1) Remember it’s not your fault, commercialism has done bad things to every art form it’s come across.

2) Keep breathing.

3) Put 80’s (I’ll be fair…late 80’s) and 90’s babies down with the good stuff.

4) Do not wield your double barrell at Record Execs…they have very good lawyers.

5) Remember that somewhere out there good Emcees are trying to be heard…help them.

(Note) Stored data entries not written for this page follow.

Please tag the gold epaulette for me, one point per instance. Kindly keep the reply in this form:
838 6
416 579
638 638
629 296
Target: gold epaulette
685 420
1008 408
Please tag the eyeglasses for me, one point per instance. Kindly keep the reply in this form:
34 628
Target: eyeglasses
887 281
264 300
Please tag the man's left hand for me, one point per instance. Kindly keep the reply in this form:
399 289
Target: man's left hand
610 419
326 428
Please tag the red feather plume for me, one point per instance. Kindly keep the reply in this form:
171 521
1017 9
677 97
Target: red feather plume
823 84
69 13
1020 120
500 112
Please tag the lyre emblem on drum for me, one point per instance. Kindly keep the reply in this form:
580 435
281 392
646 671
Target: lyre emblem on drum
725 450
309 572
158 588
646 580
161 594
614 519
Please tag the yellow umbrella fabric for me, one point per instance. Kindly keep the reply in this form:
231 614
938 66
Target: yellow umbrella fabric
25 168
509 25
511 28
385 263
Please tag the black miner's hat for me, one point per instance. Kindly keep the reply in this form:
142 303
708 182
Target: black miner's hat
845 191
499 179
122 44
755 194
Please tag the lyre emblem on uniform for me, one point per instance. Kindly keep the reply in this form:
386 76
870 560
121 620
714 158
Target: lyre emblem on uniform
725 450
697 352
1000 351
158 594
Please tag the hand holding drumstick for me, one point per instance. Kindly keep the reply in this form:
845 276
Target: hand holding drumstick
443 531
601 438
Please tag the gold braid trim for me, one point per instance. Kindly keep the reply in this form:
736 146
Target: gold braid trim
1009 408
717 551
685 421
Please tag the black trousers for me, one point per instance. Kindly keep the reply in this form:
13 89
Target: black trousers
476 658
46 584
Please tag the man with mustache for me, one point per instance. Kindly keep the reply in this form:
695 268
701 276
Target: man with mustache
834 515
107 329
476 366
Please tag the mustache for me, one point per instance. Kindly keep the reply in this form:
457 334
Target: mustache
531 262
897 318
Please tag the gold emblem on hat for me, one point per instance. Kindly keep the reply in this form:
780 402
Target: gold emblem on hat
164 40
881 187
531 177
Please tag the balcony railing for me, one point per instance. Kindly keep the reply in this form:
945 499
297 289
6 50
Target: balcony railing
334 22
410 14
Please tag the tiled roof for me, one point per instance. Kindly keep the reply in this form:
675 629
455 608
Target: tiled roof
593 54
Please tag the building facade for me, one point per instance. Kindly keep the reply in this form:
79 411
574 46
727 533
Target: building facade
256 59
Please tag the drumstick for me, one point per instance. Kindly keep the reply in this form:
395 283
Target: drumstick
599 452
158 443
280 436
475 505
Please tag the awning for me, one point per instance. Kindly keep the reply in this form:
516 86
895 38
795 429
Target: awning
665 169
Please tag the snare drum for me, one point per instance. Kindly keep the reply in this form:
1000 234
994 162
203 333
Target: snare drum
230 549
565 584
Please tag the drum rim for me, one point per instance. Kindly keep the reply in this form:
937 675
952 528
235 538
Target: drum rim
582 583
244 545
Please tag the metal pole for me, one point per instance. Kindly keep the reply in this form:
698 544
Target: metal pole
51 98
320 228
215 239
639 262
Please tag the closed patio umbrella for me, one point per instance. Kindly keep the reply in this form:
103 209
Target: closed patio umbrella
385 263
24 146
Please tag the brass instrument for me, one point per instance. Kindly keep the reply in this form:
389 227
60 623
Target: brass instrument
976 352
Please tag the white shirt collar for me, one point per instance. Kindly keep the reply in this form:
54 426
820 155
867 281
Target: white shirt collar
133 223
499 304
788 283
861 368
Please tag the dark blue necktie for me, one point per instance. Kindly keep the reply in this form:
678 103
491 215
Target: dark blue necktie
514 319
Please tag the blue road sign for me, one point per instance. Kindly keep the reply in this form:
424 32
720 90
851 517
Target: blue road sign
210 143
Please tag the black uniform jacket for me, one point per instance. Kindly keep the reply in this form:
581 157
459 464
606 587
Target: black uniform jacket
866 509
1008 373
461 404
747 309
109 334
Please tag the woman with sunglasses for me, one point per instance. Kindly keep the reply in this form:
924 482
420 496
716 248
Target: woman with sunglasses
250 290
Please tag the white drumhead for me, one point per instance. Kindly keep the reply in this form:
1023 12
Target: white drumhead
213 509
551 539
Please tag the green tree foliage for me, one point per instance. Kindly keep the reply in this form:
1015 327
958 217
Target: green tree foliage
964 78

At all costs the aging backpacker must avoid becoming bitter. Bad things happen to those who turn from the light. Producers begin to say that every album is crap. Emcees don’t think anyone can rhyme anymore. You lose your joy. Mind you, I am concerned with what oldies stations are going to sound like in the future. I mean, all of this stuff can’t make it on…can it. I don’t wanna be 50 and turn on the radio to be greeted by the sound of “skeet, skeet, skeet!”. That’s just not a good look for me. I don’t wanna meet my kids’ mommy in a club singing about balls either. There is always something else out there. As much as we tell younger people not to let this “music” take over their minds…we can’t let it take over ours either. We have even less excuses. I, as of late, have stopped telling young people that what they like is garbage. It seperates us when I disregard what they listen to…more importantly, it’s not their fault. They were born to this time. I only know about the music that came before me because the people who lived with it exposed me to it. So that’s what I must do for young people now. Shine the light instead of just cursing the darkness. I still get to say “In my day” if I feel like it though. So what if I enjoy it.